Bakterien und Antibiotika

Bakterien

sind mikroskopische einzellige Organismen, die sich durch Zellteilung vermehren (dabei teilt sich die Zelle in zwei Teile, die sich in der Folge ebenfalls teilen und zwei Zellen hervorbringen usw.). Bakterien werden auch als Mikroben oder Keime bezeichnet und der Klasse der Mikroorganismen zugeordnet. Weitere Mikroorganismen sind Viren, Hefen und Schimmelpilze.

Nicht alle Bakterien sind schädlich. Viele von ihnen sind lebenswichtig und schützen uns vor Krankheiten, da sie mit Krankheitserregern konkurrieren und ihre Anzahl limitieren. Einige Bakterien, die für den gesunden Menschen harmlos sind, können bei kranken und/oder immungeschwächten Menschen Infektionen verursachen.

Bakterien werden häufig in zwei große Kategorien unterteilt: grampositive und gramnegative Bakterien. Diese Einteilung beruht auf ihrer Reaktion auf einen chemischen Test, die so genannte Gram-Färbung. Grampositive Bakterien färben sich bei diesem Verfahren lila-schwarz, gramnegative rot.

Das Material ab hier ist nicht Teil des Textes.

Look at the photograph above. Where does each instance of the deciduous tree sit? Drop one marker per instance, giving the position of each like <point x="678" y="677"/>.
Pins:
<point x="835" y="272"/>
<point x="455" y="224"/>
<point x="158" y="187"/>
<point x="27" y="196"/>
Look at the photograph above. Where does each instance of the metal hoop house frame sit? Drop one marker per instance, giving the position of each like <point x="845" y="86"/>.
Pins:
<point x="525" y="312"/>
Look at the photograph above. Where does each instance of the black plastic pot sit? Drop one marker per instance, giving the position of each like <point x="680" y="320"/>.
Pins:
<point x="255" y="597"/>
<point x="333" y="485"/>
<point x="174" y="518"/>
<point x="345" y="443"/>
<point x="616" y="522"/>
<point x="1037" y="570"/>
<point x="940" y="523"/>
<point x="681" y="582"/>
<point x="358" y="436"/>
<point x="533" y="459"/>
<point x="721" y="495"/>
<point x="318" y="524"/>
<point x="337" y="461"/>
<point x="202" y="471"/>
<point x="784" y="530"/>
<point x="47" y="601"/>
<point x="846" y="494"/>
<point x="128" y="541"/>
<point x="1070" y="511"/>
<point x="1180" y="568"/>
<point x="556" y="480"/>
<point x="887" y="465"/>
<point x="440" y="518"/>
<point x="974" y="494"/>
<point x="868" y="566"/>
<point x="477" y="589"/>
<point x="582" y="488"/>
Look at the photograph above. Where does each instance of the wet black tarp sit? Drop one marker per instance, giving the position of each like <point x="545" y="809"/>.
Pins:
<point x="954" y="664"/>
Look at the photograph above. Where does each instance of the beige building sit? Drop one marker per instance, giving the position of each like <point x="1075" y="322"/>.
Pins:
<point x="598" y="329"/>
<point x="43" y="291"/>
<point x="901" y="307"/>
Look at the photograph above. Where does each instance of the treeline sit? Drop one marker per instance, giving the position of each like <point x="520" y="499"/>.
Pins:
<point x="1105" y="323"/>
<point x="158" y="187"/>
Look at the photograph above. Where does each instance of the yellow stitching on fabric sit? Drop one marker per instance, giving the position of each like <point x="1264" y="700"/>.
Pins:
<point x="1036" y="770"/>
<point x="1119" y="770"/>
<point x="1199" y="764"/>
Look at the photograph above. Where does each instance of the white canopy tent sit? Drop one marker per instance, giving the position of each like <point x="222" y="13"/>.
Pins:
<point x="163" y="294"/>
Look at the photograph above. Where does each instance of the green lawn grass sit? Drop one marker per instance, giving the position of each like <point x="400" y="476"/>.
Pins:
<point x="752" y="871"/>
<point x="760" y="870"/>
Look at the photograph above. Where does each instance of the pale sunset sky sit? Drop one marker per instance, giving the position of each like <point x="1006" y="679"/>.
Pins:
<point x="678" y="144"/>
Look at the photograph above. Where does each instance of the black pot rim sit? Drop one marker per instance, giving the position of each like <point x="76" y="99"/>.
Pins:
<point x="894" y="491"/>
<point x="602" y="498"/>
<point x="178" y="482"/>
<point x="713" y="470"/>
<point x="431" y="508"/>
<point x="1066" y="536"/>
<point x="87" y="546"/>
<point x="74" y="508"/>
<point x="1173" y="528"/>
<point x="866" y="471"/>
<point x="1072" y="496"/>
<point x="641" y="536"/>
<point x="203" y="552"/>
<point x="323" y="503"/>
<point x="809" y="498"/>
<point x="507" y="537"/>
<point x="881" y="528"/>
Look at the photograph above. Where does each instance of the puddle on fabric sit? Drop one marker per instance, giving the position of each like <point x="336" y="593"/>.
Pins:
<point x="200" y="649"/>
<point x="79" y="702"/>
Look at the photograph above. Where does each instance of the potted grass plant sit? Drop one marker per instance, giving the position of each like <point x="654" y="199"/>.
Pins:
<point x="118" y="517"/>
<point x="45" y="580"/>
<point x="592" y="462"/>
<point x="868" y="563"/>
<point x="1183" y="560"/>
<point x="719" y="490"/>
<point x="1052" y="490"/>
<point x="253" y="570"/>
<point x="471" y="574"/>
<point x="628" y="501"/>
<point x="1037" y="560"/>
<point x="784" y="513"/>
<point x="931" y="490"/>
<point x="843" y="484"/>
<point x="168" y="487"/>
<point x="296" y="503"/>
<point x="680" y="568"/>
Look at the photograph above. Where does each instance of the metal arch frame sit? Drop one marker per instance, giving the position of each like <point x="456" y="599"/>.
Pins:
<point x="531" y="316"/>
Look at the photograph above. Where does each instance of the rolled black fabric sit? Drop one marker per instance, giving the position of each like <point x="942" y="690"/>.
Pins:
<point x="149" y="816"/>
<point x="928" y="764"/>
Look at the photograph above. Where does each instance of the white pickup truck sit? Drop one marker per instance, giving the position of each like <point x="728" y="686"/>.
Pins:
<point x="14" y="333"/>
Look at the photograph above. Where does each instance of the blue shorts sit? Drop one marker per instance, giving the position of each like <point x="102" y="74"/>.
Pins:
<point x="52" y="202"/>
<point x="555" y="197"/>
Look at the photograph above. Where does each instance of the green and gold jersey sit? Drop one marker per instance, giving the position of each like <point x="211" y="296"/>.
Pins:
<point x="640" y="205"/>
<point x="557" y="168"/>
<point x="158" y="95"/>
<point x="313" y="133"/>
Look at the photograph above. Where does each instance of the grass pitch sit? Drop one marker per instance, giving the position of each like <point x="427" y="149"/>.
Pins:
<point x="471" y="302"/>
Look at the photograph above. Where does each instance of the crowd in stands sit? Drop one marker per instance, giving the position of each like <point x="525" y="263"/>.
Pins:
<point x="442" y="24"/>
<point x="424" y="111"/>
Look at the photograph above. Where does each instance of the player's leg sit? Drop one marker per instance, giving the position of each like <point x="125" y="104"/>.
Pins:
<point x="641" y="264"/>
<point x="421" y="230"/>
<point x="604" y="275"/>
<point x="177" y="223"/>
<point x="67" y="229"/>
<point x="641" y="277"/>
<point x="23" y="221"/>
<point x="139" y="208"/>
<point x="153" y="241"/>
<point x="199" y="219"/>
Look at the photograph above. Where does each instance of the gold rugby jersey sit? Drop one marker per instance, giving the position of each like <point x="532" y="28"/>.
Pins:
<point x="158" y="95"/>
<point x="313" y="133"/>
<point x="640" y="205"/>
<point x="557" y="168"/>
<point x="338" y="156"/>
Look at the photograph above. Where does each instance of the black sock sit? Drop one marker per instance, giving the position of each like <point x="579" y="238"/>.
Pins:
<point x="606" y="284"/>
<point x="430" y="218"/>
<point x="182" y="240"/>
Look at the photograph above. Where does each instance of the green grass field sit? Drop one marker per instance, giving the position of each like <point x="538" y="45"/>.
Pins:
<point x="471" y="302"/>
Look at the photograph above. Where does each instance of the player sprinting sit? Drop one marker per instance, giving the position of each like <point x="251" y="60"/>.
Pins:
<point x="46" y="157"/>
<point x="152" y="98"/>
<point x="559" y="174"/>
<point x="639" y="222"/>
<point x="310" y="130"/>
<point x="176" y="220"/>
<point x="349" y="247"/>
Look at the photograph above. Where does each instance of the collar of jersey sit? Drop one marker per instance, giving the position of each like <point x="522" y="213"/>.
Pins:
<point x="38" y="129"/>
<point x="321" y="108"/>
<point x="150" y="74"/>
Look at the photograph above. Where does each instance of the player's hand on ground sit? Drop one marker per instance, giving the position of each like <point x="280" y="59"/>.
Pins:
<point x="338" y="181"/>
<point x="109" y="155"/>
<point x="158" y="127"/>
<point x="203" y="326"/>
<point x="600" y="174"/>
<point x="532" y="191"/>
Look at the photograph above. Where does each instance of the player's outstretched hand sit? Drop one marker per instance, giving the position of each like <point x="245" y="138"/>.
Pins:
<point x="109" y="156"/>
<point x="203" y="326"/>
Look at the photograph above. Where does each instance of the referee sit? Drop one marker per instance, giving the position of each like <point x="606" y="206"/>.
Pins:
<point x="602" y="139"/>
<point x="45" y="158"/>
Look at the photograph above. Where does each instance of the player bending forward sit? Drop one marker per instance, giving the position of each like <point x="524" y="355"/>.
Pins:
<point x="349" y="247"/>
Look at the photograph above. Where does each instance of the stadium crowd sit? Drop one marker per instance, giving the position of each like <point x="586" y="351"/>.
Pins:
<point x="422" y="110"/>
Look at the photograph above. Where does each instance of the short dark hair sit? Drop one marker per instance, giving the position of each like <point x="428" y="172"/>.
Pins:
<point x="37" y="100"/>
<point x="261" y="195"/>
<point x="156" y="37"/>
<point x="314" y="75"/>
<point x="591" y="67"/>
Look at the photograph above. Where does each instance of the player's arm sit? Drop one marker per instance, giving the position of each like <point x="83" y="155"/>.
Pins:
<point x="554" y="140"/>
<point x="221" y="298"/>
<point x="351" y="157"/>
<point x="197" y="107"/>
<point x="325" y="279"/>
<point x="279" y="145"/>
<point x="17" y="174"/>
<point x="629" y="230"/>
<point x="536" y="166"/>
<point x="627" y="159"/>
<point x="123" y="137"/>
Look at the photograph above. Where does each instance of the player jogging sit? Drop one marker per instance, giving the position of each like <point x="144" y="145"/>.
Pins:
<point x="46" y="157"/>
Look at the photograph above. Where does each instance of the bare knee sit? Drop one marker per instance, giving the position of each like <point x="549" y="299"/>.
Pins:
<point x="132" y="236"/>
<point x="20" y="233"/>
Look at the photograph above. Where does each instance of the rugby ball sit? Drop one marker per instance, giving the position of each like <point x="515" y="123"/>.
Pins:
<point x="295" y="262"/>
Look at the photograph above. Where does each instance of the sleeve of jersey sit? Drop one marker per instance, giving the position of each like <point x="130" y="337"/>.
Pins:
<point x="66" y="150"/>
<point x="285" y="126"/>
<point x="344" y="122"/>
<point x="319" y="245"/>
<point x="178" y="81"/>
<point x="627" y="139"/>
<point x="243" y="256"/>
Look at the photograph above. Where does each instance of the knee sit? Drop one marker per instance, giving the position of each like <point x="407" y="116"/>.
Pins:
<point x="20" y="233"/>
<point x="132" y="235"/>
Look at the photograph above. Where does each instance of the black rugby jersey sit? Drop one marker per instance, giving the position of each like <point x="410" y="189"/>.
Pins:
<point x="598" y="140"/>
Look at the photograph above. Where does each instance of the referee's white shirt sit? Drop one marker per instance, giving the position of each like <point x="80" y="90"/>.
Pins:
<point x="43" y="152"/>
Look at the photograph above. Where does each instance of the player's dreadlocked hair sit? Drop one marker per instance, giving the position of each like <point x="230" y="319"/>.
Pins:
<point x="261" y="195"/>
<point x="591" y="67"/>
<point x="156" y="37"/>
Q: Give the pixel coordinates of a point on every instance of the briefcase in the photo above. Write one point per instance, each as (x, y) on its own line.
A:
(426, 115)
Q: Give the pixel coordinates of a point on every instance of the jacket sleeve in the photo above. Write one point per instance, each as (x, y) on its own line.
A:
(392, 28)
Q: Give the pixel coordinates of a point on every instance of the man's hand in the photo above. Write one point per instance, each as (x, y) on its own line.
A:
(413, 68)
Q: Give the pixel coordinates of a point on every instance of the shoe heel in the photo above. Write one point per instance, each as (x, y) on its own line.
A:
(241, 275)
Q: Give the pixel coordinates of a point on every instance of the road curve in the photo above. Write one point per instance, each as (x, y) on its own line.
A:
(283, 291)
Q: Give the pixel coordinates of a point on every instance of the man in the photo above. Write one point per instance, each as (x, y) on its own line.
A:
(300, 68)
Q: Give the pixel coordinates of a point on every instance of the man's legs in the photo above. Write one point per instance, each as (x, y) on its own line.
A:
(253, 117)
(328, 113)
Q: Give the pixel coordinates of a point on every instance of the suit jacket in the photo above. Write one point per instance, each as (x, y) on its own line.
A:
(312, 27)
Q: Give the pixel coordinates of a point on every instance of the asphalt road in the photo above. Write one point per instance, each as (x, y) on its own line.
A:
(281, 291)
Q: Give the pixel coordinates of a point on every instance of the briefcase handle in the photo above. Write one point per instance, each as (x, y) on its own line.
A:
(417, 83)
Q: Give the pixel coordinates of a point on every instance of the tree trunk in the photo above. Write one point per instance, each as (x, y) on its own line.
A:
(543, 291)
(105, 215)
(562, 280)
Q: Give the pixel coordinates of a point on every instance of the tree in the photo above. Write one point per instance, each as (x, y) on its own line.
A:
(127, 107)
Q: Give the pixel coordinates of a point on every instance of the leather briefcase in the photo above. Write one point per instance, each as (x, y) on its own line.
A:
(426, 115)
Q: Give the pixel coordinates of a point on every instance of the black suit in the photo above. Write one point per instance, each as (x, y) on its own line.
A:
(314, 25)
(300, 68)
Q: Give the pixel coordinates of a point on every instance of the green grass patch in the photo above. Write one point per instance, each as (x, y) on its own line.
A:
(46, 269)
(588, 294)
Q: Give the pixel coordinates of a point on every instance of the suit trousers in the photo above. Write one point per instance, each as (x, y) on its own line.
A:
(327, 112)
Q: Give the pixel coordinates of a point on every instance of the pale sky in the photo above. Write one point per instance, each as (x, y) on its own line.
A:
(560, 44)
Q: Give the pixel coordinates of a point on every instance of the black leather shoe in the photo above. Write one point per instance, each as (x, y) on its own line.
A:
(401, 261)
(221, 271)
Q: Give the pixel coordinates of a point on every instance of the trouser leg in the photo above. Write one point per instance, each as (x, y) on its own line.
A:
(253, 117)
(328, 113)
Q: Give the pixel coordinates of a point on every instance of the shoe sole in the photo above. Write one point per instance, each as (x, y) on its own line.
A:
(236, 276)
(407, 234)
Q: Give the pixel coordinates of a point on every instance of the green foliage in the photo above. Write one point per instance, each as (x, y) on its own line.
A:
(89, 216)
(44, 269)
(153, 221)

In den vergangenen zehn Jahren haben Häufigkeit und Schwere von grampositiven Infektionen zugenommen. Diese von grampositiven Bakterien verursachten Infektionen können im Krankenhaus erworben werden (nosokomiale Infektionen) oder im normalen Alltagsleben (ambulant erworbene Infektionen). Nosokomiale Infektionen stellen ein großes öffentliches Gesundheitsproblem dar und sind für Millionen Erkrankungen und Zehntausende von Todesfällen jährlich verantwortlich.

Antibiotika

1935 wurde entdeckt, dass Sulfanilamid (Prontosil) das Wachstum von Bakterien stoppt. Mehr als 6000 Sulfanilamid-Derivate (Sulfonamide) wurden daraufhin hergestellt und auf ihre antibakteriellen Eigenschaften getestet. Mittlerweile sind die Sulfonamide jedoch teilweise von anderen Antibiotika abgelöst worden, deren erster Vertreter Penicillin war. Penicillin wurde entdeckt, nachdem der englische Forscher Alexander Fleming beobachtet hatte, dass ein natürlich vorkommender Pilz mit dem Namen Penicillium notatum (der gleiche Pilz, der auch auf schimmeligem Brot vorzufinden ist) das Wachstum von Bakterien stoppte und sie abtötete. Fleming veröffentlichte den ersten Bericht über Penicillin und seinen potenziellen Nutzen 1929 im British Journal of Experimental Pathology, stieß zu jener Zeit jedoch nur auf wenig Interesse. Es sollte mehr als 10 Jahre dauern, bis man die wahre Bedeutung seiner Entdeckung erkannte und Möglichkeiten für die Massenproduktion dieses Antibiotikums schuf.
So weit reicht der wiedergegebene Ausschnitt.